Nvidia’s new Blackwell chips are encountering fresh problems with servers that they operate with, causing overheating and subsequent problems.
As initially reported by The Information, the advanced GPUs are overheating when connected to server racks designed to accommodate up to 72 chips, with the outlet citing sources close to the issue.
The market leader has pressed its suppliers tasked with providing the racks to come up with different solutions, following several attempts to get to the bottom of the problem.

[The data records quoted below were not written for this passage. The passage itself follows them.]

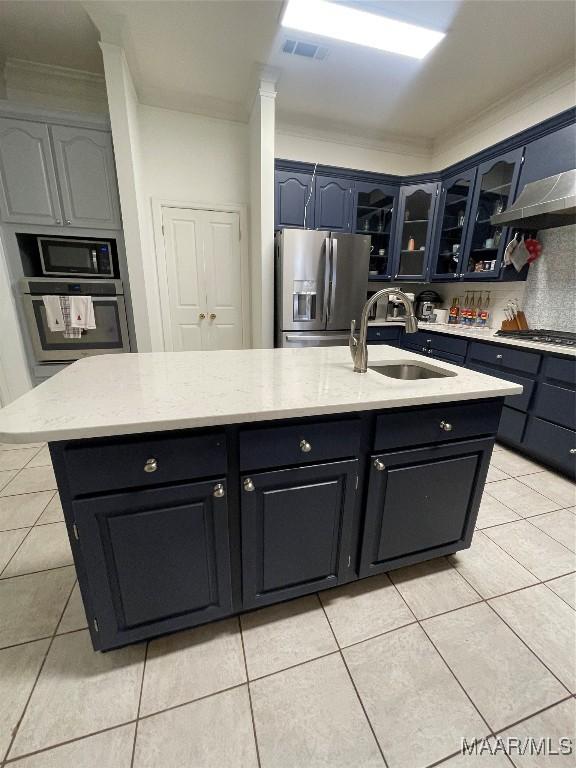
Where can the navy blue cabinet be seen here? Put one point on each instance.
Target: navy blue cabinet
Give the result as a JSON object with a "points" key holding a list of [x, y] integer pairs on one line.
{"points": [[409, 511], [296, 527], [549, 155], [414, 231], [495, 189], [156, 560], [293, 199], [333, 204]]}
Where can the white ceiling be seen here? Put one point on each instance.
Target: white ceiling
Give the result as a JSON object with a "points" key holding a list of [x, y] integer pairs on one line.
{"points": [[203, 55]]}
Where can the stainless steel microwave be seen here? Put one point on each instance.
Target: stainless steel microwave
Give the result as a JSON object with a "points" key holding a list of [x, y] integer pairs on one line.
{"points": [[71, 257]]}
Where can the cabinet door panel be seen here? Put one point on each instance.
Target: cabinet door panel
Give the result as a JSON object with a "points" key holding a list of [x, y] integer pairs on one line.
{"points": [[333, 204], [28, 191], [295, 530], [291, 193], [87, 175], [158, 560], [410, 515]]}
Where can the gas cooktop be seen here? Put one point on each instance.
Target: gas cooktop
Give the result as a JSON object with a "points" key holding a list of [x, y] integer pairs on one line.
{"points": [[562, 338]]}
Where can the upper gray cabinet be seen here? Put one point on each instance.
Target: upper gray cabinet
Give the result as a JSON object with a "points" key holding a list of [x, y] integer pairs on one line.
{"points": [[57, 175], [28, 190], [87, 176]]}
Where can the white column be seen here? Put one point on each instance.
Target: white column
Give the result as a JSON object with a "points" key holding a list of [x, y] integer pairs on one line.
{"points": [[262, 127], [123, 107]]}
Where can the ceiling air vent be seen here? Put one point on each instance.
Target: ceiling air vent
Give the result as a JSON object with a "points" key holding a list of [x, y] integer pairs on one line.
{"points": [[307, 50]]}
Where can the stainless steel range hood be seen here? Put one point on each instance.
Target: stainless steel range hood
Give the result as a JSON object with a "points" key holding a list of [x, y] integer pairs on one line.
{"points": [[543, 204]]}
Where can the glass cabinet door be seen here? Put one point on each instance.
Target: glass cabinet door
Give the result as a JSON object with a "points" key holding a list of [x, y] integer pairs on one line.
{"points": [[452, 222], [375, 211], [413, 242], [495, 190]]}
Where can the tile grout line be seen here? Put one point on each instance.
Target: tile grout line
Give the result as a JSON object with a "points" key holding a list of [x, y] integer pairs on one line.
{"points": [[380, 749], [139, 705], [256, 745], [33, 688]]}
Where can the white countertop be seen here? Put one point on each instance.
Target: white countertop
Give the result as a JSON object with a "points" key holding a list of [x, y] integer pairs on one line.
{"points": [[481, 334], [150, 392]]}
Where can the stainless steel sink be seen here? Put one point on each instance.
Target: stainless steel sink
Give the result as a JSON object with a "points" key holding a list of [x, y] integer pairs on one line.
{"points": [[410, 371]]}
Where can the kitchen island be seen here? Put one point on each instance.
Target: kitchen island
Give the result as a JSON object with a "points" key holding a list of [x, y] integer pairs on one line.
{"points": [[199, 485]]}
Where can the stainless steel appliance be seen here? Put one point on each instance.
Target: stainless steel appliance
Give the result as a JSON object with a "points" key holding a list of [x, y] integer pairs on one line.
{"points": [[72, 257], [321, 284], [109, 336]]}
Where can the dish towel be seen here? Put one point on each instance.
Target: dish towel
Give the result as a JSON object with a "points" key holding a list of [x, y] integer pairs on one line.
{"points": [[54, 316], [82, 313]]}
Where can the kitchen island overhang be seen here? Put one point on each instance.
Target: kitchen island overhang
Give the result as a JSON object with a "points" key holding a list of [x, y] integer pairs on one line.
{"points": [[214, 483]]}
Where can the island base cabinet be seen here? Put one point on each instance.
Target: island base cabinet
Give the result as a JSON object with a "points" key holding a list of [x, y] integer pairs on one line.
{"points": [[422, 503], [296, 527], [156, 560]]}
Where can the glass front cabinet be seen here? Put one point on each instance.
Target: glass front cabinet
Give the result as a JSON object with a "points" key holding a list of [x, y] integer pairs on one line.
{"points": [[495, 189], [452, 216], [375, 215], [413, 241]]}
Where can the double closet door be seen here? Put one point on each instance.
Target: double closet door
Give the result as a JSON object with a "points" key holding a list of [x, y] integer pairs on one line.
{"points": [[203, 287]]}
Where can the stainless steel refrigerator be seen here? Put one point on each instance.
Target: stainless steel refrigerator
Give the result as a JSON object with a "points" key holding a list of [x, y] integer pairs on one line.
{"points": [[321, 283]]}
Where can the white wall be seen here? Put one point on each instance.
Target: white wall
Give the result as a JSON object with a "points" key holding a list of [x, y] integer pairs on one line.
{"points": [[353, 152], [192, 158]]}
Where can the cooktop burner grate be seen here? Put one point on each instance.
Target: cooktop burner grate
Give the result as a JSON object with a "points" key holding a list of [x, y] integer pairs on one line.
{"points": [[562, 338]]}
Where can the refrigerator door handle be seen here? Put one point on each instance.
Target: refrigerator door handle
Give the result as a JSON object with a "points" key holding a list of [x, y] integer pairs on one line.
{"points": [[333, 273], [327, 283]]}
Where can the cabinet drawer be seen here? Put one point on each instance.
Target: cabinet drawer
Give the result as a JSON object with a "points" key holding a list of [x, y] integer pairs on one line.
{"points": [[313, 441], [556, 404], [448, 344], [560, 369], [520, 402], [512, 424], [552, 444], [107, 465], [500, 356], [397, 428], [382, 334]]}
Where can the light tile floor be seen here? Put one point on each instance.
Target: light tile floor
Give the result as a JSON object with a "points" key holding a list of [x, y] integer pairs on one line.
{"points": [[391, 671]]}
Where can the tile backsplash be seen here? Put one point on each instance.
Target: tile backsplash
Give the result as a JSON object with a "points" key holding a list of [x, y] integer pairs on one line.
{"points": [[550, 297]]}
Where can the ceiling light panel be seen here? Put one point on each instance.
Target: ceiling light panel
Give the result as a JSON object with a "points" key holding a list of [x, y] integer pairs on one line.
{"points": [[319, 17]]}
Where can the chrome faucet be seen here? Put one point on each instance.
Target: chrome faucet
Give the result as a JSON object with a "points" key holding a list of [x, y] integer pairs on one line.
{"points": [[358, 348]]}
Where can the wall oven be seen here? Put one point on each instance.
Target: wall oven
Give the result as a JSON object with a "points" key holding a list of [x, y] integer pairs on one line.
{"points": [[71, 257], [109, 336]]}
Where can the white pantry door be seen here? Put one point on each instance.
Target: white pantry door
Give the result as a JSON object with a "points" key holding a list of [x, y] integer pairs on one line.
{"points": [[204, 278]]}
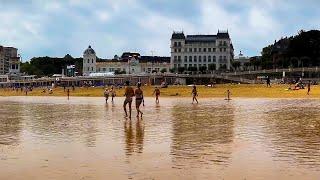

The critical situation is causing consternation among customers due to fears they will not be able to set up data centers in line with existing timescales.
A previous design flaw had held up Nvidia’s production of the B200 commodities but speaking to the press during a visit to Denmark last month, company CEO Jensen Huang said it had been fixed.
He admitted a “design flaw caused the yield to be low”, calling it “100% Nvidia’s fault,” but with assistance from manufacturing partner TSMC, a solution was found.
Nvidia Appears to Downplay the Urgency of the Situation
In a fresh statement issued to Reuters, in response to the overheating issue, Nvidia appeared to play down the extent of the setback.
The company confirmed it continued to work with leading cloud service providers as an important aspect of its processes, adding “the engineering iterations are normal and expected.”
Nvidia’s advanced Blackwell chip uses two squares of silicon the size of their previous offering and brings them together into a single component that performs up to 30 times faster in tasks such as providing chatbot responses.
They are a product in high demand at the cutting edge of AI development.